Just when Earl figured he'd been stood up, he heard footsteps approach, and a dark shape became visible in the yellow mist.

"We go out there with a storm threatenin'," said a lilting voice, "the good Lord is likely to zot us for our stupidity."

"We can just take a walk instead, Jimmy." No way you're evading me any longer, he added to himself.

"Only if we pick up the pace. After a day like mine, I need to run."

Earl groaned. He'd slipped into shorts, sneakers, and a T-shirt, anticipating a workout on the water, but jogging, especially in a city of smog, never held much appeal, let alone made sense. But what the hell. Once wouldn't kill him. "Lead the way."

They took off along a pedestrian path that curved through a grassy area surrounded by trees, but beyond that, the mist prevented Earl from seeing exactly where they were.

"So what did you want to talk about?" Jimmy asked, breathing as easily as if they were standing still.

Although Earl found the pace a bit more of an effort than Jimmy, biking, swimming, and racing around the yard with Brendan had kept him in reasonable shape. "I had an odd run-in with Michael this morning over a rather selective way he'd filled out Artie Baxter's insurance form. You remember the case?"

"I'll never forget it. What do you mean by 'selective'?"

"No mention of anything that might raise questions about the widow getting the check."

"I thought death from a heart attack would be a straightforward claim."

"Not when falling comatose from too much insulin might have been a factor."

The priest increased the pace. "What are you suggesting?"

"Artie may have deliberately taken too much."

"But you can't be sure."

"No."

"Then Michael did the right thing. Why give the insurance company an out not to pay?"

"I'd normally agree, Jimmy, except this time it seemed a bit too obvious."

"How?"

"A bunch of reasons. One, whenever you have any kind of physical stress- and from what Artie's wife said, he'd been suffering unstable angina for days- blood sugar usually rises in a diabetic. For Artie to make himself fall into a hypoglycemic coma, he would have had to do more than skip breakfast after his regular morning insulin. He would have had to have taken more than usual."

"But if his sugars were high, wouldn't an increase be called for?"

"Yeah, but experienced diabetics can tell when they're slipping into a coma. I just don't see Artie ignoring the symptoms of hypoglycemia."

"And you would have put that down on paper?"

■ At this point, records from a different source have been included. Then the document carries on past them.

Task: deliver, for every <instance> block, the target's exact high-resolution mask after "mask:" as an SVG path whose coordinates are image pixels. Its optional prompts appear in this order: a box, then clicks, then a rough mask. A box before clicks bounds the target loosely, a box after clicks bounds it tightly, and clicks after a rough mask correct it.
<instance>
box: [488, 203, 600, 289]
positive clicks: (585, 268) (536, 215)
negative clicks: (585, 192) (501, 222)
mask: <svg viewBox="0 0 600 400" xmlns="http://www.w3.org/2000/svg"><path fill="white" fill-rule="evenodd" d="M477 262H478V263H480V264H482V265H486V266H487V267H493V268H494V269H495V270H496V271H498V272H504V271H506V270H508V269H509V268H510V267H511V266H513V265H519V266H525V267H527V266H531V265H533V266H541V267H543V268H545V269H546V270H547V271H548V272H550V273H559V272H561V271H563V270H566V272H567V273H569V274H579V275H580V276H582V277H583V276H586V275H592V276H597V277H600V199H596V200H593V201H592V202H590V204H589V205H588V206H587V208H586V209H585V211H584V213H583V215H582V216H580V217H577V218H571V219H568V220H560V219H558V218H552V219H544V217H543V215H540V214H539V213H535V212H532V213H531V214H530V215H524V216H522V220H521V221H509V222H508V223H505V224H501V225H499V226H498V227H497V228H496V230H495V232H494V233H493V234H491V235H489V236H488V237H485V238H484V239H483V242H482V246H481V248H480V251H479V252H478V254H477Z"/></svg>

The path tilted upward into an all-encompassing gloom, the momentary hint that the fog would disperse anytime soon vanishing like a false promise. "Probably not. But I wouldn't have gone so much out of my way to make it seem I'd never even thought of it. No physician worth his salt could look at Artie's file and claim that. Not that I would have spelled out my suspicions either, but there are ways to state them subtly. For instance, Michael could have noted that on questioning, the patient 'claimed' to have taken only the regular dose. Then it's the adjuster's problem to put two and two together, or not."